Artistic Identity: Name it so you know it!

Part Two

Champagne
As featured in British House and Gardens Magazine
Details on the Featured Art Page of this site

Happy New Year! I am so glad you are here to live 2020. As long as we have breath, we have work to do! Artists are witnesses; witnesses to the joys and sorrows, the justices and injustices, the beauty and ugliness of all that is human, inhumane, biotic and abiotic. Our art is a record of our experience and we have much to communicate. It takes many voices to accurately portray a story, or the stories of a time, and those voices must be the truthful, from all directions, all cultures, all genders, all ages, all senses, and all the telling talents.

It’s an impossible feat, perhaps, but witnessing and recording ‘ourstory’ shapes now and the future. We are never as alone as we may at times feel. Your voice, my voice, the many voices, create ‘ourstory’, a lessonworthy, collaboration that many of us artists are unaware of belonging to.

Life is a collaboration!

Canada’s Conscious Skeptics #4

Adding to my previous post, here are two more practices that can help to strengthen your artistic identity and align you with prospective collectors.

Practice Three

The Artist Statement. Why do you create the art you do?

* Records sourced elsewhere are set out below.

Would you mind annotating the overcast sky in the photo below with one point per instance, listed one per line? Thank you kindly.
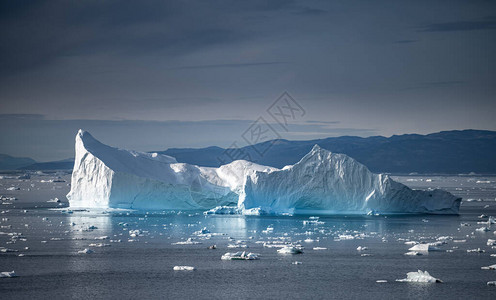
(150, 75)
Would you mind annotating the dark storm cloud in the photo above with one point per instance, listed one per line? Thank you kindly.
(228, 65)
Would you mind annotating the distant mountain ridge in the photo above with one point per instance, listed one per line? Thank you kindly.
(446, 152)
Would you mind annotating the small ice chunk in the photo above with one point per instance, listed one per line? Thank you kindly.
(424, 247)
(239, 256)
(85, 251)
(319, 248)
(478, 250)
(483, 229)
(183, 268)
(189, 241)
(289, 250)
(419, 276)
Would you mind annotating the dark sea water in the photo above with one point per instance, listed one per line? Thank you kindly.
(142, 266)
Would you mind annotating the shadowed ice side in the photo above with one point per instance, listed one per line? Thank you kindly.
(321, 182)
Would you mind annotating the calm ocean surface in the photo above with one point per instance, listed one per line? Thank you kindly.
(139, 250)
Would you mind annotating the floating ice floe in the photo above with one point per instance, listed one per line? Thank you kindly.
(8, 274)
(183, 268)
(107, 177)
(289, 250)
(239, 256)
(223, 210)
(483, 229)
(85, 251)
(419, 276)
(99, 245)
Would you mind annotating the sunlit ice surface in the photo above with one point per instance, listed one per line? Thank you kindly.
(133, 253)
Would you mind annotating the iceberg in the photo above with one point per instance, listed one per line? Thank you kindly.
(8, 274)
(424, 248)
(239, 256)
(321, 182)
(183, 268)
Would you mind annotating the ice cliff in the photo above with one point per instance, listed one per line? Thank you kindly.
(325, 182)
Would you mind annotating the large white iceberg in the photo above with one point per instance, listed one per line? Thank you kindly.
(321, 182)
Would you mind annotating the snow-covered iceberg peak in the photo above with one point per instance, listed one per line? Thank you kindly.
(321, 182)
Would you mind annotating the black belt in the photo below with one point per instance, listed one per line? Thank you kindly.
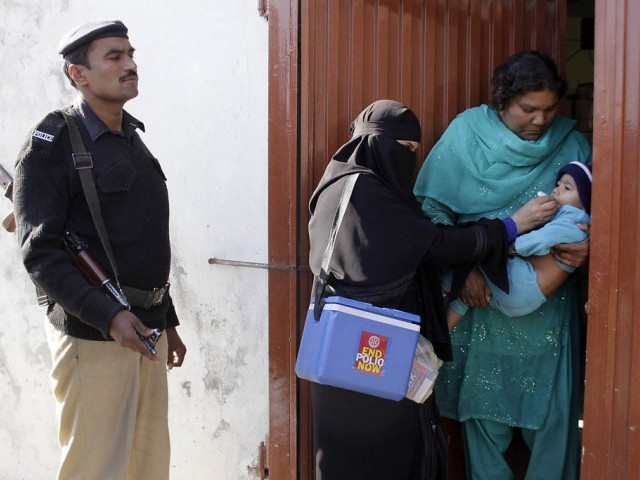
(146, 298)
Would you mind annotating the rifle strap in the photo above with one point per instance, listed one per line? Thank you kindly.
(84, 164)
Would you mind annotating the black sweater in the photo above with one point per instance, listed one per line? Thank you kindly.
(48, 198)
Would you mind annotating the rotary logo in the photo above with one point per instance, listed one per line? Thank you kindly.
(371, 353)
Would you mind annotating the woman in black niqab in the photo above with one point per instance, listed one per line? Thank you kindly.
(387, 253)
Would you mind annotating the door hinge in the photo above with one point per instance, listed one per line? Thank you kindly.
(263, 8)
(260, 466)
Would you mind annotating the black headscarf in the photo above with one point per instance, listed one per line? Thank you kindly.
(374, 147)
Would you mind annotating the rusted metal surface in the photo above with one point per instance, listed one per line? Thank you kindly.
(611, 438)
(437, 57)
(283, 235)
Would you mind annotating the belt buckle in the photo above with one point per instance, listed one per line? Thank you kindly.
(156, 296)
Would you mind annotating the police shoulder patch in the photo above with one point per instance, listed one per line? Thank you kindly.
(47, 130)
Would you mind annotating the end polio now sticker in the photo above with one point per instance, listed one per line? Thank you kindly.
(371, 352)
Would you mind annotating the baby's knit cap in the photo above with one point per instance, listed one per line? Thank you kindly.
(581, 174)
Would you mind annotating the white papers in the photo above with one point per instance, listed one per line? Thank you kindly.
(423, 372)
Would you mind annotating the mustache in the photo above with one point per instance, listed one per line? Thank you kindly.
(129, 74)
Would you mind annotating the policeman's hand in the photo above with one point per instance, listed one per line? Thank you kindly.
(572, 254)
(177, 350)
(124, 329)
(475, 291)
(534, 213)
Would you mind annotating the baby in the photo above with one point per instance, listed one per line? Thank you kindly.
(573, 195)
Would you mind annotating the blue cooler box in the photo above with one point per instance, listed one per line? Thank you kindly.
(360, 347)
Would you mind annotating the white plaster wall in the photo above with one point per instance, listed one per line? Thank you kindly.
(203, 98)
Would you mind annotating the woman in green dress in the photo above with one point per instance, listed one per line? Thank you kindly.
(510, 372)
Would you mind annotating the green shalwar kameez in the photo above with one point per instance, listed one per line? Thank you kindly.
(507, 372)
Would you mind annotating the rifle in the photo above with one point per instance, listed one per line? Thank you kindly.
(88, 266)
(6, 182)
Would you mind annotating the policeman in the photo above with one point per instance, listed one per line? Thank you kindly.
(110, 390)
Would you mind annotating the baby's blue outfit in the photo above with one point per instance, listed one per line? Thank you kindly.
(524, 293)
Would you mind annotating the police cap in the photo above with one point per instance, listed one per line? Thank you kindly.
(88, 32)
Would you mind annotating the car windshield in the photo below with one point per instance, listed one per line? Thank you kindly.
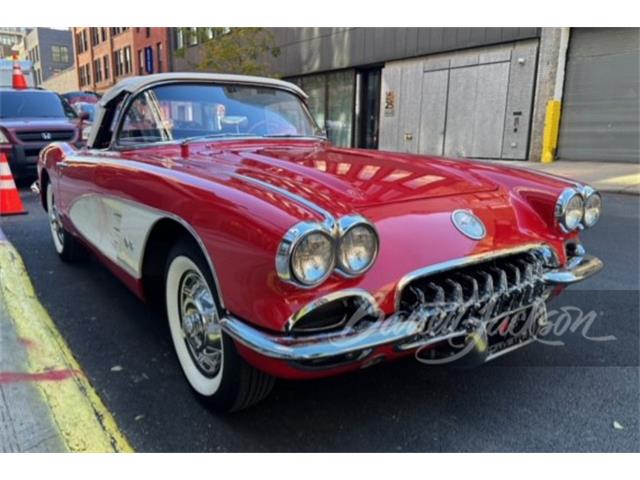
(22, 104)
(192, 111)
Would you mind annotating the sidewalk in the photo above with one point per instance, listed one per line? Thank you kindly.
(47, 403)
(607, 177)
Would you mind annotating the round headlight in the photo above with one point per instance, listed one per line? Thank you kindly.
(570, 209)
(312, 258)
(357, 249)
(592, 208)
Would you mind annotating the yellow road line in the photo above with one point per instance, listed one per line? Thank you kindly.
(84, 422)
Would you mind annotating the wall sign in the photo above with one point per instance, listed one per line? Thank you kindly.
(389, 103)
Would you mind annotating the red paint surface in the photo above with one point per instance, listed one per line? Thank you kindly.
(52, 376)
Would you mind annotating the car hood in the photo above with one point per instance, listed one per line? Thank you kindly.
(334, 177)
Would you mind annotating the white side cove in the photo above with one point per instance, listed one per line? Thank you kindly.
(117, 228)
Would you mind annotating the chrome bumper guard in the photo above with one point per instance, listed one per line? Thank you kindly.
(394, 331)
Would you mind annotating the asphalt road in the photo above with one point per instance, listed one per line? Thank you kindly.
(542, 398)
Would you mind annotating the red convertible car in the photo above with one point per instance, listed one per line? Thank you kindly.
(277, 254)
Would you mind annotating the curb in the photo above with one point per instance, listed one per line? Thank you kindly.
(83, 421)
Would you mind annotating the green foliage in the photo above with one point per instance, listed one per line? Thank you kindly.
(239, 50)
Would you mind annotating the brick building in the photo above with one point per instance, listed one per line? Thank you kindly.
(104, 55)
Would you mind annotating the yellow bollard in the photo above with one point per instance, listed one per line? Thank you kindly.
(551, 131)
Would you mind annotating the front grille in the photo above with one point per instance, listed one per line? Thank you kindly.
(51, 136)
(468, 295)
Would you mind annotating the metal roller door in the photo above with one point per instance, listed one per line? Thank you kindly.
(474, 103)
(601, 104)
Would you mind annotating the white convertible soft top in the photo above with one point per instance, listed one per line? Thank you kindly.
(133, 84)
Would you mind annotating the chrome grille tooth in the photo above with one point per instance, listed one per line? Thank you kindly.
(456, 294)
(475, 290)
(488, 289)
(439, 296)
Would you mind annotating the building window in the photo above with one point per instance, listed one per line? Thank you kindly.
(85, 75)
(128, 67)
(97, 70)
(193, 36)
(59, 54)
(107, 67)
(95, 38)
(160, 55)
(117, 61)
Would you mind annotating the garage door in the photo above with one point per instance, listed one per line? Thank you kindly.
(601, 104)
(473, 104)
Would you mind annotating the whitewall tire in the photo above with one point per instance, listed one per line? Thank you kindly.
(208, 357)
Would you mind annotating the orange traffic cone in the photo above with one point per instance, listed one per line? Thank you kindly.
(18, 80)
(10, 202)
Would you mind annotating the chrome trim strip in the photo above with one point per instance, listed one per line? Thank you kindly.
(470, 260)
(159, 214)
(577, 269)
(332, 297)
(318, 346)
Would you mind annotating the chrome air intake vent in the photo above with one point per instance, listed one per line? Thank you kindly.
(479, 291)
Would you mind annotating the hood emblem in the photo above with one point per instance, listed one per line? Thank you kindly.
(468, 224)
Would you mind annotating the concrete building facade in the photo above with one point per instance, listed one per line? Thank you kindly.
(10, 38)
(464, 92)
(50, 51)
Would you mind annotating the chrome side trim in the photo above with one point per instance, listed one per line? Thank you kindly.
(547, 251)
(332, 297)
(139, 220)
(577, 269)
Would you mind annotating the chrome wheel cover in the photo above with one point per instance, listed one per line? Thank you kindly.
(200, 324)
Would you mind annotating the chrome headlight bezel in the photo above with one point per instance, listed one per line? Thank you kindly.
(561, 209)
(589, 193)
(334, 230)
(287, 248)
(345, 225)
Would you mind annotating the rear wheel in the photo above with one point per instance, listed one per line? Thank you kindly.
(67, 246)
(208, 357)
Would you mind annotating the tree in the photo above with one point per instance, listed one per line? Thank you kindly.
(241, 50)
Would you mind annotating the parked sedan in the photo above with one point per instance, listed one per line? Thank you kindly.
(276, 254)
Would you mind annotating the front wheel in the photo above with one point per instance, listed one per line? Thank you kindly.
(208, 357)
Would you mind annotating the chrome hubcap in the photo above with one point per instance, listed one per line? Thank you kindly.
(54, 220)
(199, 323)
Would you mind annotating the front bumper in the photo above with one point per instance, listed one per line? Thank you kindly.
(400, 333)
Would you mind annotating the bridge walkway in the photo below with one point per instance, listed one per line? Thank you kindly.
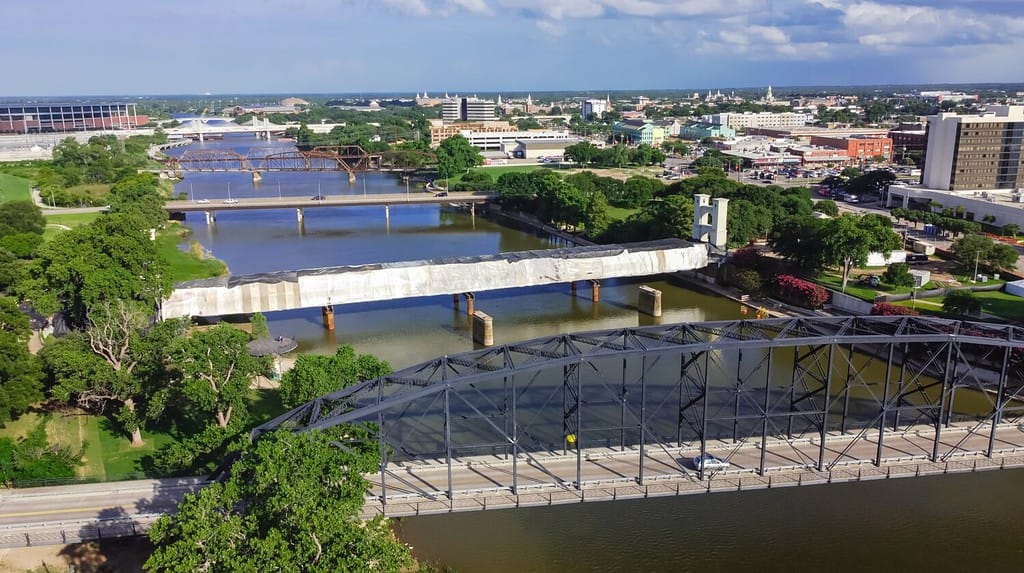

I know the world I want to live in. I’ve known that world of ‘beauty’ for many years. I look for it in everything, everyone and everywhere. What I look for is what I see, and what I end up painting. As a result, I understand why I create in the style I do and I can articulate that to my audience.

I believe in morning pages and artist dates. Sound familiar? If it doesn’t you really need to read Julia Cameron’s, The Artist Way. Both will contribute to your clarity in their own way; one rinses you clean while the other fills you up.

It is during artist dates that I get really clear on what I look for in the world.

Practice Three begins with The Artist Date.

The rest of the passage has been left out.